Availability of naturally-occurring affordable housing (or “NOAH”) in Minnesota has declined steeply from 2012-2017, however the region has experienced its highest levels of preservation in recent years, according to the new MN Housing Measures report published by the McKnight Foundation.

This recent spike in preservation activity is in large part due to a new influx of local partnerships leveraging private funds to specifically target these NOAH properties. Even amidst rising development costs, acquisition of NOAH stock allows for an increase of preservation without depleting traditional subsidy resources. According to Greater MN Housing Fund, investments from their NOAH Impact Fund and from other national funds have resulted in 1,940 preserved units since 2015.

According to the report, only 29% of private market rental vacancies in the Twin Cities were affordable to moderate income households in 2017, down from 48% only 5 years ago. Moreover, this is a trend we are seeing across the state. Although Greater MN is generally more affordable, four of five Greater MN markets studied saw double-digit declines of affordable vacancies over that same period.

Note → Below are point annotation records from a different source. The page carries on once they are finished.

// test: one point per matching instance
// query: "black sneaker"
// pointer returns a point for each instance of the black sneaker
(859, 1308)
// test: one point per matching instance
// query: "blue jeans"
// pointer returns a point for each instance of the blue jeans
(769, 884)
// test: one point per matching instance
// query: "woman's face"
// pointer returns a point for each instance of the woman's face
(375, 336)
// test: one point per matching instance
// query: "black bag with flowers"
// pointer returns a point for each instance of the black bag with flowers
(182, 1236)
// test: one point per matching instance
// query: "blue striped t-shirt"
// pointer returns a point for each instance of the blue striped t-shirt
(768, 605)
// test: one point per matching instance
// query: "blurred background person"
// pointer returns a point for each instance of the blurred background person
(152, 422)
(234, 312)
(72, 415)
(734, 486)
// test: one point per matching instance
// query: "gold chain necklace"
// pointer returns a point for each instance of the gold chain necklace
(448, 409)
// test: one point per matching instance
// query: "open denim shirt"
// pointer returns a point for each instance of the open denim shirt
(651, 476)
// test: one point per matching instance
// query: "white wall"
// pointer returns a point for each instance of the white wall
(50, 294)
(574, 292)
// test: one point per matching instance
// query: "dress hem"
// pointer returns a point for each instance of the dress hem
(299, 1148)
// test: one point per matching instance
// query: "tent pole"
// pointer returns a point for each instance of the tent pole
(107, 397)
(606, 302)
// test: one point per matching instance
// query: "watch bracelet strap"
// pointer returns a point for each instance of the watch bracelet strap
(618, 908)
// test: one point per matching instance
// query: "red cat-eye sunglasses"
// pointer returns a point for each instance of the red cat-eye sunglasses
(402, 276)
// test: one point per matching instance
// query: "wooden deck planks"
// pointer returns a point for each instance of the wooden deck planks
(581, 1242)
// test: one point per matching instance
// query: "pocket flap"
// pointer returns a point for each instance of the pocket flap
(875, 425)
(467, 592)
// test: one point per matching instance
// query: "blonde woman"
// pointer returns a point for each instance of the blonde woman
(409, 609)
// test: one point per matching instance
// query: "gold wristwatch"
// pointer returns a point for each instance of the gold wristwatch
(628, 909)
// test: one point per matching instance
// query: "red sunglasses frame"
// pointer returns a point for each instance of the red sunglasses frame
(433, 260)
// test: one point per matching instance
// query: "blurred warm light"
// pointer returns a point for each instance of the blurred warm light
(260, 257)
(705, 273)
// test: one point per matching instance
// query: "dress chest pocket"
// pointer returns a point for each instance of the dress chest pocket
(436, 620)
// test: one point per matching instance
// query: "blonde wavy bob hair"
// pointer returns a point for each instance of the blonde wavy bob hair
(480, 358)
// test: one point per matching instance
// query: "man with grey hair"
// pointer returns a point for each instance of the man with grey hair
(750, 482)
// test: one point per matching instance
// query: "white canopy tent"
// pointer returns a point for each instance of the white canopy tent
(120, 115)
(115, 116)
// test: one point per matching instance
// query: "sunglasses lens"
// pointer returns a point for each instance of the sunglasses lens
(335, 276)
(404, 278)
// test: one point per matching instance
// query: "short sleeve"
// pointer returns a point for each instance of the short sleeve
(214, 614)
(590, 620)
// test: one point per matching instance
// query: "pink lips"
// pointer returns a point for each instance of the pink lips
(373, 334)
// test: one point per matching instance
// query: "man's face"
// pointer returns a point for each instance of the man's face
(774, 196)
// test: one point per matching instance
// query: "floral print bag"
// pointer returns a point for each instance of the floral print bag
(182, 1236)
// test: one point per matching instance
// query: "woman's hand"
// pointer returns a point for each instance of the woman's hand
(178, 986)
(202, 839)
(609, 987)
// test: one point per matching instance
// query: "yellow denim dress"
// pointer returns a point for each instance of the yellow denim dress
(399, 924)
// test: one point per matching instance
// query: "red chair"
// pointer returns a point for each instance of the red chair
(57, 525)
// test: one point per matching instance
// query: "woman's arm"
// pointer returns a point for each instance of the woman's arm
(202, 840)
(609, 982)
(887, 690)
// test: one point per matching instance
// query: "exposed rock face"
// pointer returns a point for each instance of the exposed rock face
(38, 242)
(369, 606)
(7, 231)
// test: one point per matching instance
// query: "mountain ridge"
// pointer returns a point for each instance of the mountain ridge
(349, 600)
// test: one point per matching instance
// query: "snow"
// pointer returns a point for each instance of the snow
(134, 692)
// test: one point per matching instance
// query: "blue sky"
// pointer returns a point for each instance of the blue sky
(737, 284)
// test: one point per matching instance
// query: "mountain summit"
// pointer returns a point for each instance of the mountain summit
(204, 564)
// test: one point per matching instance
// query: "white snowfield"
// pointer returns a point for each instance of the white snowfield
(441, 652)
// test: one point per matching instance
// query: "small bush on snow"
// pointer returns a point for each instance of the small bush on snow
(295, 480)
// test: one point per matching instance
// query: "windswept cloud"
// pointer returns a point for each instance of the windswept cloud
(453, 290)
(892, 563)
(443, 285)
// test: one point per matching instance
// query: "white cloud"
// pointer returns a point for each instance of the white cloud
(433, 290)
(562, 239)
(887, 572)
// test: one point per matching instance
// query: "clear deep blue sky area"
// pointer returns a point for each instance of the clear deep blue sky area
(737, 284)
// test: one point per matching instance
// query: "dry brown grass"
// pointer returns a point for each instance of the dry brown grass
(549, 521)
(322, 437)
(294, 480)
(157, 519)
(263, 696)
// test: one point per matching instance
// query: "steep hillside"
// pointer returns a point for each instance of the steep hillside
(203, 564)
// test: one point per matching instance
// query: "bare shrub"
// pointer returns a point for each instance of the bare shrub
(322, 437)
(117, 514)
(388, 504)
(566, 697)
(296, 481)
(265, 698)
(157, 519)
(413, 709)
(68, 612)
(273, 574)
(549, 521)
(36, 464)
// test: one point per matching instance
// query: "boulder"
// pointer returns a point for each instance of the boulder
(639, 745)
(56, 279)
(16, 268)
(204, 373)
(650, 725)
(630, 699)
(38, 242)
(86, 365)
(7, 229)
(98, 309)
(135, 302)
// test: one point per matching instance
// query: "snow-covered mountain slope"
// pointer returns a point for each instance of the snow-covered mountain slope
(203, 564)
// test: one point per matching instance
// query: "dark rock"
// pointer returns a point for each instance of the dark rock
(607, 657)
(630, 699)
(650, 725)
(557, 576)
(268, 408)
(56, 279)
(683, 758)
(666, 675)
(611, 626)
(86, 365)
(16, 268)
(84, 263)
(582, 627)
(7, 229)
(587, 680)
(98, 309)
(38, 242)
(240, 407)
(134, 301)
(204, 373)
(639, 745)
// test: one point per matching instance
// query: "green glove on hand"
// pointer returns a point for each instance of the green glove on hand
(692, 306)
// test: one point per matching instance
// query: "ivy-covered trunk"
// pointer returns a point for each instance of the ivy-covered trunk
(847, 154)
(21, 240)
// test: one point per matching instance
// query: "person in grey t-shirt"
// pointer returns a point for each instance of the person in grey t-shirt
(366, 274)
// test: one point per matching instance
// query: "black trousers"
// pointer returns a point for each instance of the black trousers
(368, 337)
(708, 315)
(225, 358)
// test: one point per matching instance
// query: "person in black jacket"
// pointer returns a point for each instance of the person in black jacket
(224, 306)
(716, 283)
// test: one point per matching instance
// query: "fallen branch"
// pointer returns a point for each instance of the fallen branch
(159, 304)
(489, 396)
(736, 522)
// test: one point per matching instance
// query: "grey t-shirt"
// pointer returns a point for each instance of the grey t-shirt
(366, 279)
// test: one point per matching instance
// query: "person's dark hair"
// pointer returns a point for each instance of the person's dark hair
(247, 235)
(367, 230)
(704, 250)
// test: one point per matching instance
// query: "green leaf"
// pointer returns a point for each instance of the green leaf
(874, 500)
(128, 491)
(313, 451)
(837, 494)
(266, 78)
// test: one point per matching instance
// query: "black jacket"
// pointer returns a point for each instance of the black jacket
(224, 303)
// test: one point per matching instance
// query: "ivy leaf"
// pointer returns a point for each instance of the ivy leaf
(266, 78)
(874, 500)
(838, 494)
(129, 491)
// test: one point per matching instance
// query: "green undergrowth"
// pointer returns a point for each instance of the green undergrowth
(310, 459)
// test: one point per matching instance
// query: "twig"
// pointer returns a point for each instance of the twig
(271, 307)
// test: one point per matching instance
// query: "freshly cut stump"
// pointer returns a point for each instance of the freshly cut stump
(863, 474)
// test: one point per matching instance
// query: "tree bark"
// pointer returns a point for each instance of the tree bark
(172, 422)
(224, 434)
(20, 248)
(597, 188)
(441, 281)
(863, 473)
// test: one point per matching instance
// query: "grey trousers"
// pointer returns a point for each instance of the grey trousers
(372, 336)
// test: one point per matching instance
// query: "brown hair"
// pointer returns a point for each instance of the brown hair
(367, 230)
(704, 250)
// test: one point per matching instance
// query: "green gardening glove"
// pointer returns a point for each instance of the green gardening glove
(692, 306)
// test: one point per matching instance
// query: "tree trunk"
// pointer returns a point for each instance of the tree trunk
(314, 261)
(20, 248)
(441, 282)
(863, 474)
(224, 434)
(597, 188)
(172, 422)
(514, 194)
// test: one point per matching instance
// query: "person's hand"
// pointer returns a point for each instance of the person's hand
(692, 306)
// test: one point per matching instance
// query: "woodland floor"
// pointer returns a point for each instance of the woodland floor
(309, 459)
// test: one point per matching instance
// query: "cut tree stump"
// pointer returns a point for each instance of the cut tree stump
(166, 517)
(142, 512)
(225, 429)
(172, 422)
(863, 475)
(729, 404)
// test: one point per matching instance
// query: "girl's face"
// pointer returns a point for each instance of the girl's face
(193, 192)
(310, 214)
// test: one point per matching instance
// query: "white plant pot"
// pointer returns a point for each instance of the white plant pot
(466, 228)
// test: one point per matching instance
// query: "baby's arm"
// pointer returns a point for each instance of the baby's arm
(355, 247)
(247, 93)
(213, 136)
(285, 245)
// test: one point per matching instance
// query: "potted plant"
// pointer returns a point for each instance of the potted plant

MN Housing Measures 2012-2017 is the latest in a series of annual reports by HousingLink developed on behalf of the McKnight Foundation. The report shows a picture of the state of affordable rental housing with numbers that consistently indicate a distressed market, with low vacancy, rising and increasingly unaffordable rents, and challenges to developing new publicly-funded apartments. Given that our region depends on a stable supply of available affordable housing, the report measures the relative health of geographies throughout the state of Minnesota by looking at Naturally-Occurring Affordable Housing (NOAH) and publicly-subsidized rental unit supplies, as well as funding streams for affordable housing.